Sir Philip Green's Arcadia Group has proposed cutting the £50m it pays into its pension scheme in half in a move that risks igniting a new pensions row.
Arcadia, which owns high street retail brands like Topshop, has internally discussed plans with advisers to cut retirement contributions to £25m as it looks to restructure its financial operation, according to Sky News.
The plans would also likely see dozens of stores closed, but the proposal, which was made by the company's advisers to its pension trustees and the Pension Regulator, will likely be controversial.
The pension scheme currently has a deficit of around £550m on a conventional funding basis, and £750m on a full buyout basis, Sky News claim.
Arcadia chief executive Ian Grabiner is heading up the plans that would affect thousands of the retirement scheme's members, while it also proposes to change the annual payments uplift measurements from RPI to the lower CPI measure, which would remove millions of pounds of the current deficit.
The move comes as part of a wider restructuring that will also likely see the company, which owns other high street retailers like Dorothy Perkins and Miss Selfridge, close a number of stores and cut rent costs through a company voluntary agreement.

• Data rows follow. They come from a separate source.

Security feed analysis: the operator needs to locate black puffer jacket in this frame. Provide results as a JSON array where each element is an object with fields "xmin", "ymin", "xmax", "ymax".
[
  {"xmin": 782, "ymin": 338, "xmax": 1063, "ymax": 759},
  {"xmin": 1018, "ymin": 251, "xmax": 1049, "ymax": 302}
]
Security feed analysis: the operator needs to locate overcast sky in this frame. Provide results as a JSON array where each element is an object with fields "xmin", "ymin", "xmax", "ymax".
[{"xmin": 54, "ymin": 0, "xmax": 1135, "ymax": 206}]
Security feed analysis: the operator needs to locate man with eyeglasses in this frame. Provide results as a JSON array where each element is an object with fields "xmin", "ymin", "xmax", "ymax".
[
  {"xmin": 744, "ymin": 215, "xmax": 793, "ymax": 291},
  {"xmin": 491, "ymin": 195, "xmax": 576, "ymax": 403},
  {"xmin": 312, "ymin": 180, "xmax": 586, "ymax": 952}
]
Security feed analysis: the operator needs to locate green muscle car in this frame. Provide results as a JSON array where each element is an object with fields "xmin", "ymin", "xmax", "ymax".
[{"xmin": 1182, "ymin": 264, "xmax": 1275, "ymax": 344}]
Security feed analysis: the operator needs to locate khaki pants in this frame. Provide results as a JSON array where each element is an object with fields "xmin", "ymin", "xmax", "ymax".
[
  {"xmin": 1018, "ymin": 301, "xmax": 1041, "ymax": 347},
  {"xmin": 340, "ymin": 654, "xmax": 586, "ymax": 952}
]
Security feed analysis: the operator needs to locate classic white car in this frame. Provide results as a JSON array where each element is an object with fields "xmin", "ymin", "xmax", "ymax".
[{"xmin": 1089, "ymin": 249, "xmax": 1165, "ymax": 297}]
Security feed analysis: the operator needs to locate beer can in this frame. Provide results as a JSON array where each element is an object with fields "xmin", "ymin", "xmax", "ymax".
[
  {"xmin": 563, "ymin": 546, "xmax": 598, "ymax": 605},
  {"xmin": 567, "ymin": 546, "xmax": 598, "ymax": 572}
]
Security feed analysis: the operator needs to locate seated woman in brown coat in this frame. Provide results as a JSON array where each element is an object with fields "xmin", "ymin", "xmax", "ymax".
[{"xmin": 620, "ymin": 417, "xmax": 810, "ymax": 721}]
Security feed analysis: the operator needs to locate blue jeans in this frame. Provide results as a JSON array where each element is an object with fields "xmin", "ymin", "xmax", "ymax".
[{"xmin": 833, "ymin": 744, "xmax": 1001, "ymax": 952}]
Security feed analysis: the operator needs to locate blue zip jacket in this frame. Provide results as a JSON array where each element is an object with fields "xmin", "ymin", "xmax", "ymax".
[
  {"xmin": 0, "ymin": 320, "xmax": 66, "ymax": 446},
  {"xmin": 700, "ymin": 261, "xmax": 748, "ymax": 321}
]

After the news that Arcadia would be implementing a CVA last month, the firm said: "Within an exceptionally challenging retail market and given the continued pressures that are specific to the UK high street we are exploring several options to enable the business to operate in a more efficient manner.
"None of the options being explored involve a significant number of redundancies or store closures.
"The business continues to operate as usual including all payments being made to suppliers as normal."
It is just two years after Green had to commit £363m to a retirement pot for thousands of former BHS workers following the store's closure.